SUPREME COURT OF OHIO 
 
22 
{¶ 54} Furthermore, the majority opinion fails to acknowledge a number 
of relevant facts that warrant consideration in this matter.  Thomas found 
herself in the unique and undesirable position of being privy to some 
information about D.V.’s personal life that called into question her fitness to 
parent.  Specifically, Thomas knew: that D.V. had had children removed from 
her custody in the past and had been prohibited by court order from having 
contact with her stepchildren; that D.V. was not financially secure and had 
recently declared bankruptcy; that D.V. had intervened in a dissolution 
proceeding to gain legal custody of the couple’s six-year-old special-needs 
child and that the couple was not contesting the transfer; that that child was not 
the couple’s biological child and that she had spent time in foster care before 
being adopted by the couple along with the child’s two biological siblings; that 
the uncontested transfer of custody involved only the six-year-old and not her 
siblings, which meant that the child would be removed from her parents’ home 
where her biological siblings resided only to be placed with D.V., a person with 
whom she had no biological or legal relationship; that this matter was 
proceeding through the courts in an uncontested fashion and that in fact the 
only person that had any legal representation whatsoever was D.V., the 
intervenor; and that the court had not appointed a guardian ad litem to represent 
the child, nor had the court ordered any neutral investigation into whether D.V. 
was fit to parent.  These factors at least demonstrate Thomas’s cause for 
concern. 
{¶ 55} In light of these facts—and considering also that Thomas has 
never in 36 years of practice been subjected to discipline and acted here with 
no ill motive—there is no discernible reason to sanction her.  It might even be 
said that her concern and her efforts are in line with what lawyers are supposed 
to do.  Thomas relayed information she knew regarding the well-being of a 
child and did so in as unobtrusive a manner as possible, and in a way that 
January Term, 2020 
 
23 
maintained the court’s impartiality.  Because of her concern for the child, she 
suggested that a guardian ad litem be appointed or a neutral investigation be 
conducted—one or the other of which was in fact proper under the 
circumstances—and she did it because she could discern no other option.7 
{¶ 56} Accordingly, I would find that Thomas did not violate Prof.Cond.R. 

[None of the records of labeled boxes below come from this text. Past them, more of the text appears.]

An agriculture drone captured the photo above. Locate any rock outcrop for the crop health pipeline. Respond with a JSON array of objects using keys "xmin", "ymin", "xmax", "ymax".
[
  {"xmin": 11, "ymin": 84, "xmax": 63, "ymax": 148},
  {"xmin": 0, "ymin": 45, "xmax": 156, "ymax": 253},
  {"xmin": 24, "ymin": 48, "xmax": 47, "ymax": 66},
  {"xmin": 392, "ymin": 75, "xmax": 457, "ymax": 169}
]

3.5(a)(3)(i) when she sent the letter to the judge’s staff attorney and that she 
should not be sanctioned.  Because the majority decides otherwise, I dissent. 
_________________ 
Joseph M. Caligiuri, Disciplinary Counsel, and Karen H. Osmond and 
Matthew A. Kanai, Assistant Disciplinary Counsel, for relator. 
Winter Trimacco Co., L.P.A., Richard C. Alkire, and Dean Nieding, for 
respondent. 
_________________ 
                                                 
4. The majority opinion seems to suggest that Thomas should have contacted the county children’s-
services agency to report her concerns.  However, the record before us shows that this was not a 
realistic option because generally, children’s services gets involved only when a specific incident 
of child abuse or neglect has been reported.  That was not the issue here.  The majority’s suggestion 
that Thomas could have avoided violating the Rules of Professional Conduct by filing the 
communication with the court and serving it on the parties is also unpersuasive.  As noted above, 
Thomas was not a party in the case and was not counsel to any party in the case.  Her communication 
to the judge’s staff attorney was made out of concern for a child’s well-being and only after Thomas 
had explored how best to communicate that concern.